Stability

To this day I can enjoy the flowers my mother tended many years ago.

When my mother was 6, her mother died and left behind four little girls. The children began a life of instability, encountering one new situation after another. Soon the girls were no longer together but living apart with various relatives.

When my mother was in high school she lived with a family "up town," some distance away from the farm of her childhood. She said that often she did her studies in the little time left after all the chores were done. But with hard work and determination, she graduated from Burnsville High School and continued another year at Asheville Normal School.

Then she married and started her own family. As a wife and mother she joined efforts with her husband to take care of the home while he worked in the mining industry.

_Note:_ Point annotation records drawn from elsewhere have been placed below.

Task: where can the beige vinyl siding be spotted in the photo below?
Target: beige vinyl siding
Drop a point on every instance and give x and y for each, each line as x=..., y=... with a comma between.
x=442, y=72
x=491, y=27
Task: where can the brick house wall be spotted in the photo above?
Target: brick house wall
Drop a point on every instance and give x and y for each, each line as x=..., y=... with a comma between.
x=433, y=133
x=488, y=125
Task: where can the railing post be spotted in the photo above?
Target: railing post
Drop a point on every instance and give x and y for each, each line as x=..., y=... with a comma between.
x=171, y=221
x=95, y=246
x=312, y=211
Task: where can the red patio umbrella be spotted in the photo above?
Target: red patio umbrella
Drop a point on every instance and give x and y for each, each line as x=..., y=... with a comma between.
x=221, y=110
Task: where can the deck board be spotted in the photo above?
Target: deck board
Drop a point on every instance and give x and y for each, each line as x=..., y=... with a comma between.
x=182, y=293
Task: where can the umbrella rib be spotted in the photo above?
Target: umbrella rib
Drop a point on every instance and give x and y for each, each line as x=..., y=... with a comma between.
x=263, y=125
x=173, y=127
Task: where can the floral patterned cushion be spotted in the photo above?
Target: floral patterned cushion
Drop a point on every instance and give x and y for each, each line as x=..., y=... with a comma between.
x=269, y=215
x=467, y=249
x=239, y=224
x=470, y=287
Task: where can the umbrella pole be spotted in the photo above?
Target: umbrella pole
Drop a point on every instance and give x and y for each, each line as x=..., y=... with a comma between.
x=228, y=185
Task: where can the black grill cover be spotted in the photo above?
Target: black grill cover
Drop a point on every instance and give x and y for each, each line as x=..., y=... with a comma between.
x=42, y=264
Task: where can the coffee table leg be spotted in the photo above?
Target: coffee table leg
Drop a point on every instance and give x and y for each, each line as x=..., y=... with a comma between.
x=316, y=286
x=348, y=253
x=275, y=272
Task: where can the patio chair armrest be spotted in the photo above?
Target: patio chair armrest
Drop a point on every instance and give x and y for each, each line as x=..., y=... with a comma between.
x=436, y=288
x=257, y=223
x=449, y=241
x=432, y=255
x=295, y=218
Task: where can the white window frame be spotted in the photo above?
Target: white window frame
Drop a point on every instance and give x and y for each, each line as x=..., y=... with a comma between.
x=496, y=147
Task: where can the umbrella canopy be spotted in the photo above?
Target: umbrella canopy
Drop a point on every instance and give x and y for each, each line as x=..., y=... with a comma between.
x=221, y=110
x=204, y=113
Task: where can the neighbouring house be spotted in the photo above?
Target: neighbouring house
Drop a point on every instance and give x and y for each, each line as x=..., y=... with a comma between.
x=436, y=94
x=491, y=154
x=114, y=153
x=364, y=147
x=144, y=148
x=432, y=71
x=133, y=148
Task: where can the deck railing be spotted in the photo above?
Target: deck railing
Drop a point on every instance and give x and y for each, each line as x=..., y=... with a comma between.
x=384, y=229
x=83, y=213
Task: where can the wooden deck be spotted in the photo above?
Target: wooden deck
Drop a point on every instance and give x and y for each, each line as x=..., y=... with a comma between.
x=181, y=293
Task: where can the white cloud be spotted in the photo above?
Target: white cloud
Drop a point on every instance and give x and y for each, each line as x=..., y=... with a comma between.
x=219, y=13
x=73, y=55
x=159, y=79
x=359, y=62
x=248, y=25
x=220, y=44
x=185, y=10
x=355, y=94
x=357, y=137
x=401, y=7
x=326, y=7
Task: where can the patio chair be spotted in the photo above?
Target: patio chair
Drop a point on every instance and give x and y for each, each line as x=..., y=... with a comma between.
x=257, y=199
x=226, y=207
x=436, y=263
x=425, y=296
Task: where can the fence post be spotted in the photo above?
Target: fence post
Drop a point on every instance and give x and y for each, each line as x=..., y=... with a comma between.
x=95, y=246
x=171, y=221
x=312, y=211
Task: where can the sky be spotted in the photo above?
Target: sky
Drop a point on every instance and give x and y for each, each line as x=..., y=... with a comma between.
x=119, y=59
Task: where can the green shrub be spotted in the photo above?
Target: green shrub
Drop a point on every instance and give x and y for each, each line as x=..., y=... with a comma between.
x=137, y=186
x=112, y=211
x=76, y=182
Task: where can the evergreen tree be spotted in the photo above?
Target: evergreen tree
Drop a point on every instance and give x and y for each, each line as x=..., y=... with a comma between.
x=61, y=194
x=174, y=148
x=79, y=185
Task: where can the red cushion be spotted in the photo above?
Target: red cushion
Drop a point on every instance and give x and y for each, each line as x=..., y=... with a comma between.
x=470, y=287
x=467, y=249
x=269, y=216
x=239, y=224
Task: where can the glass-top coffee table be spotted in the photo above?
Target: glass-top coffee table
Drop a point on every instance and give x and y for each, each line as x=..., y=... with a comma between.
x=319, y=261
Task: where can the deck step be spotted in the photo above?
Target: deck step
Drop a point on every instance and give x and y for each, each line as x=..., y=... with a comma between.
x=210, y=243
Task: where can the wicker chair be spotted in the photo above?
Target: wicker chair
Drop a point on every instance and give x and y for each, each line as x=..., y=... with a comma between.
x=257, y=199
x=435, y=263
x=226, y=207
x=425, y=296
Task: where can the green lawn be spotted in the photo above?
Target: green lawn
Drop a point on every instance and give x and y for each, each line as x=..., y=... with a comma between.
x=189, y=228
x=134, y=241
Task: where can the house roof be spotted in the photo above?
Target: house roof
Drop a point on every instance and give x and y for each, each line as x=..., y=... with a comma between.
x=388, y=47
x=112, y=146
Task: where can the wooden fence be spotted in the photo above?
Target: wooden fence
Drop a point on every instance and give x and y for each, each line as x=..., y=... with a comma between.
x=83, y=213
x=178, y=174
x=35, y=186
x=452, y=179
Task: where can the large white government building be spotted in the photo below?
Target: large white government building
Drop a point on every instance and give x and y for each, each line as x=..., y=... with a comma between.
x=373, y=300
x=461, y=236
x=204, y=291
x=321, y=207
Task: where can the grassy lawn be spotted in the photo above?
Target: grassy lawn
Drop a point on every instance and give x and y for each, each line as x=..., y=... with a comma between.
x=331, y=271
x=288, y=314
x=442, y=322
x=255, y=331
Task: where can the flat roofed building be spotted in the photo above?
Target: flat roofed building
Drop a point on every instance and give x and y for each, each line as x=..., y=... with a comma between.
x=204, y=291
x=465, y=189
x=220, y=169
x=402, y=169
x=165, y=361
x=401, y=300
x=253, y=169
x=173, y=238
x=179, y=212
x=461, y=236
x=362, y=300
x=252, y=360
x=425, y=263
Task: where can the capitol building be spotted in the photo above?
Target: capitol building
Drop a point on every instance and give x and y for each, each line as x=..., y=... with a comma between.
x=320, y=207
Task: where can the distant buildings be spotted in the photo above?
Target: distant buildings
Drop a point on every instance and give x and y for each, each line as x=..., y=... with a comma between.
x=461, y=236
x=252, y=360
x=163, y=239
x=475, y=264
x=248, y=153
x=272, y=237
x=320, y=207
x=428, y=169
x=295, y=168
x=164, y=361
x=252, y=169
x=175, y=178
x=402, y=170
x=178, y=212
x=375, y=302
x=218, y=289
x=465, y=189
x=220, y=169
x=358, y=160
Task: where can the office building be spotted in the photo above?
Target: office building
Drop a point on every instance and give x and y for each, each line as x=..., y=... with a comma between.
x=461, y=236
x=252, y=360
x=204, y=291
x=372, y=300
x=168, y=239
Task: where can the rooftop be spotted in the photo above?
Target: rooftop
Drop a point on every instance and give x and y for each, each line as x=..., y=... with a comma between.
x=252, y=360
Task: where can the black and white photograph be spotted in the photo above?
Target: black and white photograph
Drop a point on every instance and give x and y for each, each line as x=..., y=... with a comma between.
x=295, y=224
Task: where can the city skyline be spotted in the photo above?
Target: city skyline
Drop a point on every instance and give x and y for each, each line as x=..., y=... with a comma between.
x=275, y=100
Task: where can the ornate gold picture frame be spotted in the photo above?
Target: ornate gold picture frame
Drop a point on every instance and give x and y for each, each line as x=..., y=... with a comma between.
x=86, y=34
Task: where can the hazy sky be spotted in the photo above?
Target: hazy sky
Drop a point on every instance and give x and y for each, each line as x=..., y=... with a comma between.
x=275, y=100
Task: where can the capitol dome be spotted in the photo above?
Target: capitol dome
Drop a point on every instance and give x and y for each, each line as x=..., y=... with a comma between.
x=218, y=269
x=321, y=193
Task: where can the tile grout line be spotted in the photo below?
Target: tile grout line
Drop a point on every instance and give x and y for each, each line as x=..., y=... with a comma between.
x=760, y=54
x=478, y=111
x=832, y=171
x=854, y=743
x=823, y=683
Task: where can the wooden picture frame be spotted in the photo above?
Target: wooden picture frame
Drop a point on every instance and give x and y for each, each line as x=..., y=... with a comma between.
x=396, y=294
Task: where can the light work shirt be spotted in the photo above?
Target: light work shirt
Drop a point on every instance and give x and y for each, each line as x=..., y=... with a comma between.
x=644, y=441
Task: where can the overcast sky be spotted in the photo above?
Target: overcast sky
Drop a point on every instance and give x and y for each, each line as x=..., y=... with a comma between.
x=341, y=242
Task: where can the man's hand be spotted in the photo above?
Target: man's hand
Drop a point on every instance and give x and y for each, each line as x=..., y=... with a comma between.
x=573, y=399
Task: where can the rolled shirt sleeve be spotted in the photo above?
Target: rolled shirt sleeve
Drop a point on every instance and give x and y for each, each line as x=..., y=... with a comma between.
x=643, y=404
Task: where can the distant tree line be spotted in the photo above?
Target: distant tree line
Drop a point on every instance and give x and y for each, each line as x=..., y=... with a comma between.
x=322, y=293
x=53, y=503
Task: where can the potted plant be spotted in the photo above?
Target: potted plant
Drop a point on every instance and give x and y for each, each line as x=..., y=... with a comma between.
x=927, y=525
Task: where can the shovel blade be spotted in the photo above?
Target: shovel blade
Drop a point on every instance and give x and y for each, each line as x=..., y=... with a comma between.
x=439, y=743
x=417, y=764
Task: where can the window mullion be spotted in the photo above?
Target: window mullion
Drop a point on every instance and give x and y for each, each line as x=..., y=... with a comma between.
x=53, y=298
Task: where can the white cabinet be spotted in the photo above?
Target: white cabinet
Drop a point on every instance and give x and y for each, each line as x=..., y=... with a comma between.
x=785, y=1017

My mother lovingly cared for her family: cooking, cleaning, gardening, canning, milking cows, churning butter, gathering eggs, rendering lard and growing the most beautiful and largest dahlias ever. Some of my most precious memories are of helping my mother pick wild strawberries, whitewash the tree trunks, stretch the Priscilla curtains on the curtain frames, make biscuits and hearing her laugh. She may have grown up with much uncertainty, but for me, she provided stability, tender care and love.

She is gone now, but I return to that place called home, spending most of the summer there. I can still hear her laughter, smell her home-cooked meals and enjoy the flowers she planted and tended many years ago.